Exclusive | Take a bite out of NYC crime: NYPD calendar highlights canine heroes and human partners

This isn’t your average dog and pony show.
The NYPD has released its Canine & Friends 2026 calendar with nearly 20 fur babies featured inside the book — many named in honor of fallen officers.
The annual calendar is paid for with private funds through the non-profit New York City Police Foundation, and includes members from the Counterterrorism Bureau’s Critical Response Command, the Emergency Services Unit, Mounted Unit and the Transit Bureau.
“This is the 10th edition of the NYPD K-9 and friends calendar,” said Taylor Kahn, the foundation’s director of development. “This really highlights the work that NYPD officers are doing around the city to keep our city safe with their K-9 partners and of course the horses of the mounted unit.”
The 13-month calendar includes 18 dogs and three horses.
This year’s cover features Chase, Taso, Rett and Cato in Grand Central Station alongside their cop handlers.
March showcases Detective Katrina Narvaez with her K-9 Freddy, named for her deceased dad, Lt. Federico Narvaez, who was killed in the line of duty in Brooklyn — fatally shot responding to a domestic incident in Flatbush in 1996 — when she was just 9 years old.
Narvaez became a cop to honor her dad’s legacy and was ecstatic to be paired, 22 years later, with a wire-haired pointer/Labrador mix at the Emergency Service Unit.
“I feel honored that they let me name him after my dad,” she told The Post back in April. “I wasn’t sure if they were going to allow that.
“It meant a lot to me when they said that I could.”
Freddy, 8, is a specialist in finding guns and anything that can explode, including potassium chlorate, C4, dynamite and other compounds. The duo works out of the Brooklyn Army Terminal in Red Hook, where ESU canines are based.

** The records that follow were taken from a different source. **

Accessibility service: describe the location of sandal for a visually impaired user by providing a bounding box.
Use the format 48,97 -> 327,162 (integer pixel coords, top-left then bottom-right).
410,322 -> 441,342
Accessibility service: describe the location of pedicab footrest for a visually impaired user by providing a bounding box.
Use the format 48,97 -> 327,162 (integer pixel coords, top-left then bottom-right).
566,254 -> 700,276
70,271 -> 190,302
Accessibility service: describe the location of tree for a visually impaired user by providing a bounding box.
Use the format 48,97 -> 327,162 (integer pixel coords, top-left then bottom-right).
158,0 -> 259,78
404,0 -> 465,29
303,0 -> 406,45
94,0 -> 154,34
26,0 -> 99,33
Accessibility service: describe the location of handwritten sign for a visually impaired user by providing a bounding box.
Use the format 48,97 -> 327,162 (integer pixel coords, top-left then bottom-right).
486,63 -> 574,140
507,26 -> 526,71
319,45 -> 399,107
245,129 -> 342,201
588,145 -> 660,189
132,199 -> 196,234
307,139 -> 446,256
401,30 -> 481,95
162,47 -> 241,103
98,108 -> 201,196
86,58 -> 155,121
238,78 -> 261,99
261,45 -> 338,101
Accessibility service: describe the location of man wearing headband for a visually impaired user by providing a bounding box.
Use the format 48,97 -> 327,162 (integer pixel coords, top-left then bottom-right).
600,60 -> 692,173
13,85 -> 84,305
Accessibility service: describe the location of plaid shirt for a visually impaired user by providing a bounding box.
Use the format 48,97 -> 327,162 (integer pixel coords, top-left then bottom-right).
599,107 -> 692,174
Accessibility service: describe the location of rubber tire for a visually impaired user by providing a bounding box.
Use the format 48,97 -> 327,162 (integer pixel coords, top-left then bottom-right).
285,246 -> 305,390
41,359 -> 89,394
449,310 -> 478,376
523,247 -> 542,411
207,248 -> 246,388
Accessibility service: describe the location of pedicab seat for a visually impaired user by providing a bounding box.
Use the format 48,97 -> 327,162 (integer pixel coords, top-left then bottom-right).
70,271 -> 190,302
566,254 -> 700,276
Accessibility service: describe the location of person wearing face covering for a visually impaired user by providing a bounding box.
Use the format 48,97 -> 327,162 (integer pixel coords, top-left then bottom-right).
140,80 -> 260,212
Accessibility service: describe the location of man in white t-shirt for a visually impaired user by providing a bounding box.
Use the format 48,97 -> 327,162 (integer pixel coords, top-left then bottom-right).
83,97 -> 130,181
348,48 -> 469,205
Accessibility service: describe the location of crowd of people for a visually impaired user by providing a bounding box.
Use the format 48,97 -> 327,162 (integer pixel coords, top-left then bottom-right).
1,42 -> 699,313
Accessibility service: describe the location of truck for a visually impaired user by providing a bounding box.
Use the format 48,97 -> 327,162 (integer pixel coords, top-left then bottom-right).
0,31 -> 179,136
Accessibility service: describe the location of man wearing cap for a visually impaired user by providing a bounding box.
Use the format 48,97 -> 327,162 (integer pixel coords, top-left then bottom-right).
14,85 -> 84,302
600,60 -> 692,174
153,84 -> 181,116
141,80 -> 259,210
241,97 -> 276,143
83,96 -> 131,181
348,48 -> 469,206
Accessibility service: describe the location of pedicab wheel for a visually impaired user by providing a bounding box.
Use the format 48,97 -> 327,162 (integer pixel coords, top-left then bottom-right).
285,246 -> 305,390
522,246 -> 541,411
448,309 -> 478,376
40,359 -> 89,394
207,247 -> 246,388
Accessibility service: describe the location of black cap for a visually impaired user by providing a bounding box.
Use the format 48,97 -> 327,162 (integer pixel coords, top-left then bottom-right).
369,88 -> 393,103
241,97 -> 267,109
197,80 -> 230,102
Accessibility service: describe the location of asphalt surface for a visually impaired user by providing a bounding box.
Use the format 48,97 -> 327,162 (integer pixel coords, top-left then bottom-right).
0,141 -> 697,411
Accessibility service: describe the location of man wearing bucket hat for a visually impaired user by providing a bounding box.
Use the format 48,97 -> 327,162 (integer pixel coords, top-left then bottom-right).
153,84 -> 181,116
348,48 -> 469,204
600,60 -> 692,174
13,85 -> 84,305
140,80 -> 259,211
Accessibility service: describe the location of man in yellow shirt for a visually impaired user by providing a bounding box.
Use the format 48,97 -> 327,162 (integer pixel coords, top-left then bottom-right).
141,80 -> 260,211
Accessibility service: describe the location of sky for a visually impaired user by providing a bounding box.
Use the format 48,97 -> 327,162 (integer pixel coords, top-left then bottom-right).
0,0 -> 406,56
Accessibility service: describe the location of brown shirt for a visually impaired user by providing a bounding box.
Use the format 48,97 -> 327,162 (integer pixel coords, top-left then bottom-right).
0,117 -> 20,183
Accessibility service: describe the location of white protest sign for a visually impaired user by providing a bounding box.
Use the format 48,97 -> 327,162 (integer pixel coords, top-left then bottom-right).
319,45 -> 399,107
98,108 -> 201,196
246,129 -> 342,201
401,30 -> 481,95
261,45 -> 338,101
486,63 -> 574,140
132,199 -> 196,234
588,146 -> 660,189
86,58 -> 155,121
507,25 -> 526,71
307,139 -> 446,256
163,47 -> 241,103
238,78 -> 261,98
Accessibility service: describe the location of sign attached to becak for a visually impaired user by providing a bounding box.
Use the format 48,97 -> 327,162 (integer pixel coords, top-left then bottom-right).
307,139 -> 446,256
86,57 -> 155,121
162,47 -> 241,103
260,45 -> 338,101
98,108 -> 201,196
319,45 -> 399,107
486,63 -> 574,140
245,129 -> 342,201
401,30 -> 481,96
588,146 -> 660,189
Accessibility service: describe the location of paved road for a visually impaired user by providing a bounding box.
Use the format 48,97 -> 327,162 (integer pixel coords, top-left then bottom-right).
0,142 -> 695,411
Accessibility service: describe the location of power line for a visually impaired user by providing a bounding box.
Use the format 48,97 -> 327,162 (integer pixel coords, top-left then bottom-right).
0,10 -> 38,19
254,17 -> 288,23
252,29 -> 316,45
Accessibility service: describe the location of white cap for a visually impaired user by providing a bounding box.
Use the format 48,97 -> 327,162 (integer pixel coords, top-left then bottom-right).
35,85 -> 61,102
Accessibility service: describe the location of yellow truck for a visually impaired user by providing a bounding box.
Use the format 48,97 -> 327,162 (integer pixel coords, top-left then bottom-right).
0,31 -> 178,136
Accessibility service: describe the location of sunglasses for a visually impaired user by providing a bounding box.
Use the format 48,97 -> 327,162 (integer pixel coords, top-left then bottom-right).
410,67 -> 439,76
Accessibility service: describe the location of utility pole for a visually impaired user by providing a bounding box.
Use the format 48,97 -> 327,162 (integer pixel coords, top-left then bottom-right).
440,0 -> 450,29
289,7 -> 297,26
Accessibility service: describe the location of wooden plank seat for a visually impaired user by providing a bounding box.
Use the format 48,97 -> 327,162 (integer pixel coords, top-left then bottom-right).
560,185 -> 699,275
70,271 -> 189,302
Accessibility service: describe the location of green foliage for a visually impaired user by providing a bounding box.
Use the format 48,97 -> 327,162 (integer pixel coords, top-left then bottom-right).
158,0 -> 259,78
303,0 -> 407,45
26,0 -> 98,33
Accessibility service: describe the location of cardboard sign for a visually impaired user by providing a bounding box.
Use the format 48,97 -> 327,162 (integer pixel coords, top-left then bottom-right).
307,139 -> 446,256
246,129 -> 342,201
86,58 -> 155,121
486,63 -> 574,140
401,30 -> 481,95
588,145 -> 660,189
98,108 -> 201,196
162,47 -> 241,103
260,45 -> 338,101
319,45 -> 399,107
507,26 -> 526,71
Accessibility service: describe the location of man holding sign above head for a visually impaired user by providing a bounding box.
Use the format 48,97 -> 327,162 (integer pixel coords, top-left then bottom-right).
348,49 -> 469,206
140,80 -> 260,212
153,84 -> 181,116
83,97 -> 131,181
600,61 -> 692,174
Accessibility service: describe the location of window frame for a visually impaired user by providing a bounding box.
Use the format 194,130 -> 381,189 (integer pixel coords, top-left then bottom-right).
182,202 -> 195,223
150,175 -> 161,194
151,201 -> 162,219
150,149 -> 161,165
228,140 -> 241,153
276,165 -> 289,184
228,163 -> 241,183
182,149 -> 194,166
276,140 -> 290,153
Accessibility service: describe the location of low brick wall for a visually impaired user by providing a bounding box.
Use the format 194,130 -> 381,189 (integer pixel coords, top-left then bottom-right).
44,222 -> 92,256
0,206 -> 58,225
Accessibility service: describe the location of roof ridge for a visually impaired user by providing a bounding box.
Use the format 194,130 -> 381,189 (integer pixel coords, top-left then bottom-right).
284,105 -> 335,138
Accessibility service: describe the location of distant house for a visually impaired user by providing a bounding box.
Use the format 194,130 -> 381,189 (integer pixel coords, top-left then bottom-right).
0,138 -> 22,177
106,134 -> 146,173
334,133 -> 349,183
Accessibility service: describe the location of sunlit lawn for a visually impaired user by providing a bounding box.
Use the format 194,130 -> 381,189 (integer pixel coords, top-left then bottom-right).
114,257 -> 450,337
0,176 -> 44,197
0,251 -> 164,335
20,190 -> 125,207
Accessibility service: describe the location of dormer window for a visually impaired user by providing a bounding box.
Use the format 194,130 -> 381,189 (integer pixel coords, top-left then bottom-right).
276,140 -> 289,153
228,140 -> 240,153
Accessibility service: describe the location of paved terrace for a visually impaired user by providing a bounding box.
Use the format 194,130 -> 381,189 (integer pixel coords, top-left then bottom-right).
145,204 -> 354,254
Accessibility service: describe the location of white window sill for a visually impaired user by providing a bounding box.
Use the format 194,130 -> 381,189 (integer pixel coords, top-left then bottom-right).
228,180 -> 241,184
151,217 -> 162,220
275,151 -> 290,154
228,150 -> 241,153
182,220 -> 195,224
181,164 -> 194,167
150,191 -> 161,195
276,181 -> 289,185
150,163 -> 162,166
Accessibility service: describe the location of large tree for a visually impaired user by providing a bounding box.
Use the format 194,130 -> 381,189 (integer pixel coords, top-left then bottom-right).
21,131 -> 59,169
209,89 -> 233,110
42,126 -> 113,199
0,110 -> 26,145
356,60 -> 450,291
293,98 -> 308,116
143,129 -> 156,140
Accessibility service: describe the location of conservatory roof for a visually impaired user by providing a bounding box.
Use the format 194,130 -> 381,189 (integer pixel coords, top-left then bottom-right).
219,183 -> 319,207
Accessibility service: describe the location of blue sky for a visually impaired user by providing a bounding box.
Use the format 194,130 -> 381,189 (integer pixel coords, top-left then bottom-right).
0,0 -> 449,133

May highlights K-9 Diller — named after Detective Jonathan Diller, a new father who was tragically gunned down during a car stop in Far Rockaway in March 2024 — and his handler Detective Anthony Marciano.
August focuses on a half-dozen dogs and their handlers, including officer Antonia Ocasio with K-9 Taso, who was named in honor of Detective Anastasios Tsakos, who was killed by a drunk driver that had spewed hatred for cops on a podcast.
December shows Transit Bureau K-9 Unit cop Michel Bellinger with K-9 Zadroga from the Detective Borough Manhattan South Homicide Squad.
The pup is named after NYPD officer James Zadroga, whose 2006 death from 9/11-related respiratory disease sparked the federal legislation that provides health care and aid for first responders and other victims of the terror attacks.
The calendar costs $35 and can be purchased at www.nycpolicefoundation.org. Proceeds go to foundation programs supporting the NYPD.